Bild: Foul auf dem Feld und Foul auf der Couch: die WM sorgt für viel Verdruss
„Osman, alle unsere Freunde machen ständig was Spannendes, nur wir hocken
unser Leben lang hier vor der Glotze rum“, meckert meine Frau Eminanim,
genau in dem Moment, als es im Fernsehen wirklich ganz, ganz spannend wird.
„Eminanim, was willst du von mir? Wir schauen uns ein
Weltmeisterschaftspiel an. Und wir werden endlich erfahren, ob
[1][Argentinien oder Kroatien ins Finale kommt]. Mehr Spannung geht doch
nun wirklich nicht mehr!“, bitte ich sie mit pochendem Herzen nicht so
undankbar zu sein und wenn doch, dann bitte erst nach dem Spielschluss.

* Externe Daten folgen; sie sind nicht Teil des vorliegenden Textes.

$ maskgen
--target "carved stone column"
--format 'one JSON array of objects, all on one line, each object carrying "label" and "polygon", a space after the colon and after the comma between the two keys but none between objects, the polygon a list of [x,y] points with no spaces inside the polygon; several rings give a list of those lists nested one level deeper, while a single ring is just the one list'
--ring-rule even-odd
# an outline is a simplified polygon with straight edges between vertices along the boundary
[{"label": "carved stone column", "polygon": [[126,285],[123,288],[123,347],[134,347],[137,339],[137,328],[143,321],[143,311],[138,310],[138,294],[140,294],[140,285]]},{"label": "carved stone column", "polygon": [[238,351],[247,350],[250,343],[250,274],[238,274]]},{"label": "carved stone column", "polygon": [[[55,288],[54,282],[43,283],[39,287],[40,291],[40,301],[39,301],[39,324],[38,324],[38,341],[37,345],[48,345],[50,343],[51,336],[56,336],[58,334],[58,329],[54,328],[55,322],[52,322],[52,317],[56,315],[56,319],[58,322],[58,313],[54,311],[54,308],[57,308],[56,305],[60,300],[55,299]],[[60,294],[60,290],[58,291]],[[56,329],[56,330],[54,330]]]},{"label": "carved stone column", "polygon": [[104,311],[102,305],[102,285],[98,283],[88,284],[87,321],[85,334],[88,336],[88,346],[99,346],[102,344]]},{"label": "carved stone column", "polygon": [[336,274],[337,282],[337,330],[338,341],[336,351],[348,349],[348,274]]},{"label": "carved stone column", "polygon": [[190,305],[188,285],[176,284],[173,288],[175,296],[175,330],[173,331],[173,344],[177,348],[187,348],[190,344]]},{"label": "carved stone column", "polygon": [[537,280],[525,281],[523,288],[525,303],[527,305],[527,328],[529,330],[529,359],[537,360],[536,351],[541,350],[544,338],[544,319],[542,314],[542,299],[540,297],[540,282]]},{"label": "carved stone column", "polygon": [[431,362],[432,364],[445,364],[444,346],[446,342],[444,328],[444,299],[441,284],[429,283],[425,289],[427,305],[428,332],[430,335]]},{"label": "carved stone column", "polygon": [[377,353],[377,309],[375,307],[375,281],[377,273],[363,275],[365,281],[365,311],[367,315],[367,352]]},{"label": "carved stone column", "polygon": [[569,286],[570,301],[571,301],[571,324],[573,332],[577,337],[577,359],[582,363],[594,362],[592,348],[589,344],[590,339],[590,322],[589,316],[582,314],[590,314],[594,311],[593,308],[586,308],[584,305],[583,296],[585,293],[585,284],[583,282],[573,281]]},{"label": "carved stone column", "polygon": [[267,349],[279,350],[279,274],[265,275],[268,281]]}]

„Siehst du, was habe ich eben gesagt? [2][Dein Leben findet in dieser Kiste
statt.] Wenn ich jetzt plötzlich den Stecker ziehen würde, würdest du hier
jämmerlich krepieren!“
„Jetzt übertreib’ mal nicht so, das ist doch kein Beatmungsgerät. Noch bin
ich nicht in ein künstliches Koma gefallen, im Gegensatz zu diesem
erbärmlichen Stürmer da, der stehend k.o. ist.“
„Es sieht aber so aus, ich sehe nämlich überhaupt keine Lebenszeichen von
dir! Alle meine Bekannten machen was Aufregendes, Bungee-Sprung mit ’nem
Segelflugzeug, starten eine Weltreise oder graben einen Brunnen in Afrika
für arme Waisenkinder! Und was machen wir die ganze Zeit außer dumm
rumzusitzen und das blöde Ding mit den noch blöderen Fußballern
anzustarren?“
## Kaputte Waschmaschine
„Wie bitte? Ich kenne keine Waisenkinder, die mit ’nem Segelflugzeug eine
Weltreise machen“, stammele ich geistesabwesend, um Eminanim noch etwas
hinzuhalten.
„Da sieht man doch mal wieder, dass du mir nie zuhörst, du taube Nuss! Ich
sagte, alle meine Freundinnen führen ein spannendes Leben – nur ich nicht!“
„Eminanim, bitte, eine [3][Fußball-Weltmeisterschaft] findet doch nur alle
vier Jahre statt! 50 Milliarden Menschen in aller Welt schauen jetzt gerade
höchst gespannt zu. Nur ich darf das irgendwie nicht. Heute springt niemand
mit einem Segelflugzeug in einen afrikanischen Brunnen, verdammt!“
„Das ist ja wieder mal typisch für dich. Du denkst sofort, alle Menschen
auf dem Planeten hocken vor der Glotze – nur weil du das tust!“
„Eminanim, bei dem letzten WM-Spiel hast du mich damit in den Wahnsinn
getrieben, dass die Waschmaschine kaputt gewesen sei und sofort repariert
werden müsse. Das ging ja noch einigermaßen. Ich brauchte nur während des
Eckballs in der 65. Minute die Werkstatt anzurufen. Der Handwerker kam
natürlich erst nach dem Spiel. Aber jetzt, gerade während des Elfmeters,
von mir zu verlangen, mit einem Segelflugzeug in Afrika zusammen mit
Waisenkindern Bungee in einen Brunnen zu springen, das finde ich schon ein
bisschen zu happig!“
Endlich kommt der erlösende Schlusspfiff, und ich bin heilfroh, das Spiel
und Eminanim ohne einen Herzinfarkt überlebt zu haben.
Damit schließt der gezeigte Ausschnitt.